Europäische Länder haben der Ukraine inzwischen doppelt so viel finanzielle Unterstützung wie die USA zugesagt. So kommen insgesamt 156 Milliarden Euro gegenüber 70 Milliarden der USA zusammen, wie das Institut für Weltwirtschaft (IfW) Kiel kürzlich berichtete.
Ein Hauptgrund dafür ist laut IfW die neue «Ukraine-Fazilität» der Europäischen Union (EU) über 50 Milliarden Euro. Aber auch andere europäische Länder hätten ihre Unterstützung mit neuen mehrjährigen Paketen aufgestockt.
«Zum ersten Mal seit Beginn des Krieges hinken die USA nun klar hinterher», heisst es. Das sei eines der Ergebnisse der jüngsten Aktualisierung des «Ukraine Support Trackers» des Kieler Instituts.
Im Sommer hatte die EU ein neues mehrjähriges Unterstützungspakets in Höhe von 50 Milliarden Euro angekündigt. Dieses soll zwischen 2023 und 2027 bereitgestellt werden. Das bedeutet laut IfW eine Verdopplung der Zusagen der EU an die Ukraine.
Das Institut verweist auf neue mehrjährige Zusagen einzelner europäischer Länder, wie etwa das vierjährige militärische Unterstützungspaket Deutschlands im Wert von 10,5 Milliarden Euro bis 2027 und Norwegens «Nansen-Unterstützungsprogramm» im Wert von 6,6 Milliarden Euro über fünf Jahre. Weitere Pakete mit mehrjähriger Laufzeit hätten Dänemark, Grossbritannien, die Schweiz, Schweden, Portugal und Litauen zugesagt.
Christoph Trebesch vom IfW findet es laut Pressemitteilung «bemerkenswert, wie schnell Europa zu einem dauerhaften, mehrjährigen Unterstützungsprogramm für die Ukraine übergegangen ist. Im Vergleich dazu hinken die USA nun deutlich hinterher, da sie in den letzten Monaten keine nennenswerten neuen Zusagen gemacht haben.»
Bei den zugesagten Hilfsleistungen handelt es sich vor allem um Lieferungen von Waffen und militärischer Ausrüstung. Trebesch fügte hinzu:
«Trotz der vielversprechenden neuen Zusagen bleibt abzuwarten, wie viel tatsächlich geliefert wird und wann.»

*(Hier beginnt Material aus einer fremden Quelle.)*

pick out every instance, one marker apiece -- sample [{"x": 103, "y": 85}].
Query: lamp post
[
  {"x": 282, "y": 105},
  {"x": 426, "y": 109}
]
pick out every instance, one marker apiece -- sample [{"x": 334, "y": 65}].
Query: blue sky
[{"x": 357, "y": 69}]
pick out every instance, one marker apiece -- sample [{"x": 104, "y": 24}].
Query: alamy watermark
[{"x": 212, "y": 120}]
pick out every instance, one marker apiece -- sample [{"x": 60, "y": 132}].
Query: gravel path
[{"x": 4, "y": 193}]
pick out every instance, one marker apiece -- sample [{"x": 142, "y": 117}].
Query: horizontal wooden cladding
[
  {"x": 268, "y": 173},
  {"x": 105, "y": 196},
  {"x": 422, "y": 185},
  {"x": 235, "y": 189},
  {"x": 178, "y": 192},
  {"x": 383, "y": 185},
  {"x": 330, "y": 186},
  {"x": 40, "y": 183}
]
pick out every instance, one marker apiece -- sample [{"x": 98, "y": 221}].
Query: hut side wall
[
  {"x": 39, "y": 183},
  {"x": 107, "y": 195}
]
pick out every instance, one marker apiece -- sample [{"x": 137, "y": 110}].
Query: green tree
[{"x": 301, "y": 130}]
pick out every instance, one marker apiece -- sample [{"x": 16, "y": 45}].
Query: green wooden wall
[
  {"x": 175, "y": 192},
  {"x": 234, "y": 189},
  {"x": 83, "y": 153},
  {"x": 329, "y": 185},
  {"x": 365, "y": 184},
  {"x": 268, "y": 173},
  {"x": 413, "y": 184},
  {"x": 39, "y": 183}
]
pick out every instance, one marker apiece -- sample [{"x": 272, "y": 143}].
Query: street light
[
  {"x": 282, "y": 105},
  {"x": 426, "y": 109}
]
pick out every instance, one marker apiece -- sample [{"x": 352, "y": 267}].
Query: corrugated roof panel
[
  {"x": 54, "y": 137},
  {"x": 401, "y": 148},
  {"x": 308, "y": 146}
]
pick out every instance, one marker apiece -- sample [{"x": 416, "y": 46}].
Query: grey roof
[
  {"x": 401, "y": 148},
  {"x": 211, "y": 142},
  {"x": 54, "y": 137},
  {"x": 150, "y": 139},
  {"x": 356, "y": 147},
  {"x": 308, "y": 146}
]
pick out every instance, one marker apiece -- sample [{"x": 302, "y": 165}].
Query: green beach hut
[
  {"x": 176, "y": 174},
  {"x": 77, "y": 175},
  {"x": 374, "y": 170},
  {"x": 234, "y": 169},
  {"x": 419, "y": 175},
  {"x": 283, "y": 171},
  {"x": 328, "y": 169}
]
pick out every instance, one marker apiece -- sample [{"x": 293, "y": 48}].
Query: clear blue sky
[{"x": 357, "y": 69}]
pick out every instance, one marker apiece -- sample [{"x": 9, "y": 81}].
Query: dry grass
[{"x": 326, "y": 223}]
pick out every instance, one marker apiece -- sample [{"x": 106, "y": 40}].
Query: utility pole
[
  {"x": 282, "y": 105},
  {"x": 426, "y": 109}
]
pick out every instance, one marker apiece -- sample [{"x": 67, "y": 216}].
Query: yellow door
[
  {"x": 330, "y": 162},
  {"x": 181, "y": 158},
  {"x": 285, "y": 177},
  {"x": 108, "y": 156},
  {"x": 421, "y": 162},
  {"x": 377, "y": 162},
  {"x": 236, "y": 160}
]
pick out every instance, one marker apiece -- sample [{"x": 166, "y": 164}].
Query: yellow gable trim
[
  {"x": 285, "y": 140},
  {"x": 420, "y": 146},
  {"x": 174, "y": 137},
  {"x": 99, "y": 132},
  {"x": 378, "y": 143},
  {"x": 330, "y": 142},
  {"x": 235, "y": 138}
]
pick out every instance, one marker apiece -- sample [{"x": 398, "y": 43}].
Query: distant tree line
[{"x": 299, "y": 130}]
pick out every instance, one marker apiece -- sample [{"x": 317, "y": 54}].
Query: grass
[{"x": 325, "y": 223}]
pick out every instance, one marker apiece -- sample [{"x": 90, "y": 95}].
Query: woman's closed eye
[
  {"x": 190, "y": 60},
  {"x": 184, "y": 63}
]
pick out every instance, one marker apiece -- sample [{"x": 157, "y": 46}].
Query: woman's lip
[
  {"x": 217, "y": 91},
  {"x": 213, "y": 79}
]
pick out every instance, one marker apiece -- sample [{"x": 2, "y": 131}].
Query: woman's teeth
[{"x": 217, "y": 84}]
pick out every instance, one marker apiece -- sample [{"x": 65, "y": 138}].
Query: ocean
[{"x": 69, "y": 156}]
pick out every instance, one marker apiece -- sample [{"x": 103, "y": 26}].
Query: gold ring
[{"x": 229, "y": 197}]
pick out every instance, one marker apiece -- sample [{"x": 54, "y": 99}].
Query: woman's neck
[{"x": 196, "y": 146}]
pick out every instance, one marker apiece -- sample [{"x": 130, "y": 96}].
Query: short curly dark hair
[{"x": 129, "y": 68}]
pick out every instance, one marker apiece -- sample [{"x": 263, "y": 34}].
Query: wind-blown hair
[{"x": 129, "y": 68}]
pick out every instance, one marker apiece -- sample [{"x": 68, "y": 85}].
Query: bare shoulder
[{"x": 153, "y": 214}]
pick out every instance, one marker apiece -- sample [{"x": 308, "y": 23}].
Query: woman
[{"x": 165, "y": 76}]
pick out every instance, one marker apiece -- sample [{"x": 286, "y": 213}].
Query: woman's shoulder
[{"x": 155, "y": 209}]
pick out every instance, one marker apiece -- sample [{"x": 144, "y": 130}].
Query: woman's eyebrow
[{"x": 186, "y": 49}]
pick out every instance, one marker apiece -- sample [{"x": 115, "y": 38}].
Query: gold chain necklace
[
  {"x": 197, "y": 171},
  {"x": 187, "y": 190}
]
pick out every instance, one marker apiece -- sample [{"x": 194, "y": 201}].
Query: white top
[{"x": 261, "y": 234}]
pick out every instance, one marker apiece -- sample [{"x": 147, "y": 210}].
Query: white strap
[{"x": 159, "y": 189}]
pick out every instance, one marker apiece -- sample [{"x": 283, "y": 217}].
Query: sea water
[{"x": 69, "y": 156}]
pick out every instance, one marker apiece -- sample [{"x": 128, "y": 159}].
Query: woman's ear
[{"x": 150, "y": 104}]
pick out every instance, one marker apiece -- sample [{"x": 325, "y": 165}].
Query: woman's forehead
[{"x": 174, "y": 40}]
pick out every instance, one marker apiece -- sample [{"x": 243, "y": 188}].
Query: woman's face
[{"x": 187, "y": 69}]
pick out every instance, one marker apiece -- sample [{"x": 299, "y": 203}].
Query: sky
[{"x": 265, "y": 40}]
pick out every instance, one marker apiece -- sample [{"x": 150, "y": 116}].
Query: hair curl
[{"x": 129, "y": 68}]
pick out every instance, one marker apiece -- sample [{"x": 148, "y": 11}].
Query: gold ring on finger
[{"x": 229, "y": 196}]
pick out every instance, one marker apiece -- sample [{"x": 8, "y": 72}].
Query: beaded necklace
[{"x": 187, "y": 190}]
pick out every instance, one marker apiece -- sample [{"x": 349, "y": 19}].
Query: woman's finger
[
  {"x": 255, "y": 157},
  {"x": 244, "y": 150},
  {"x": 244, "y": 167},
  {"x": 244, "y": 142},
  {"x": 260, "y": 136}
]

Bisher seien die europäischen Geber «oft langsam mit ihren Lieferungen» gewesen, beklagte der IfW-Experte. Der freie EU-Korrespondent Eric Bonse macht in seinem Blog Lost in Europe darauf aufmerksam, die USA würden trotz des Rückstandes weiter den Kurs vorgeben. So habe US-Aussenminister Antony Blinken bei seinem jüngsten Besuch in Kiew unter anderem die Lieferung von Uranmunition zugesagt.
Was mit den Hilfsgeldern an die Ukraine passiert, scheint nur unzureichend kontrolliert zu werden und bekannt zu sein. So hatte unter anderem Andreas Schwarz vom Europäischen Amt für Betrugsbekämpfung «Olaf» («Office européen de lutte antifraude») im Mai in einem Interview darauf hingewiesen, europäische Hilfsgelder könnten im ukrainischen Korruptionssumpf «verwendet und verschwendet werden».
«Man kann die Sache nicht schönreden», wurde der EU-Ermittler zitiert. «Das ganze Geld hilft natürlich nur, wenn es wirklich für neue Strassen, Schulen und Krankenhäuser ausgegeben wird», so Schwarz.
Zudem kommen Berichten zufolge die zugesagten Hilfsgelder gar nicht erst in der Ukraine an, weil sie in den Kassen westlicher Konzerne landen. Nur ein Bruchteil der finanziellen Unterstützung sei wirklich für das ukrainische Budget vorgesehen, so ein Beitrag des Portals EuroBRICS von August.
Das «Bemerkenswerteste» sei, «dass der überwiegende Grossteil auch der in diesem Rahmen eingeplanten Finanzmittel in die eigenen Rüstungsindustrien fliesst, die dadurch ihre Produktion sowie den Export ausweiten können und so zum Teil Rekordgewinne erzielen». Nach US-Angaben seien nur 20 Prozent der als «Haushaltshilfe» für die Ukraine eingeplanten US-Gelder dem Krisenland auch übergeben worden. Mehr als die Hälfte sei in den USA geblieben, «weil mit diesem Geld unter anderem die eigenen Ausgaben beglichen wurden».
Zudem gibt es Hinweise, dass Kiew mit den europäischen Hilfsgeldern auch die Waffenlieferungen aus den USA bezahlt. Darauf hatte im Januar dieses Jahres der Journalist Gabor Steingart aufmerksam gemacht.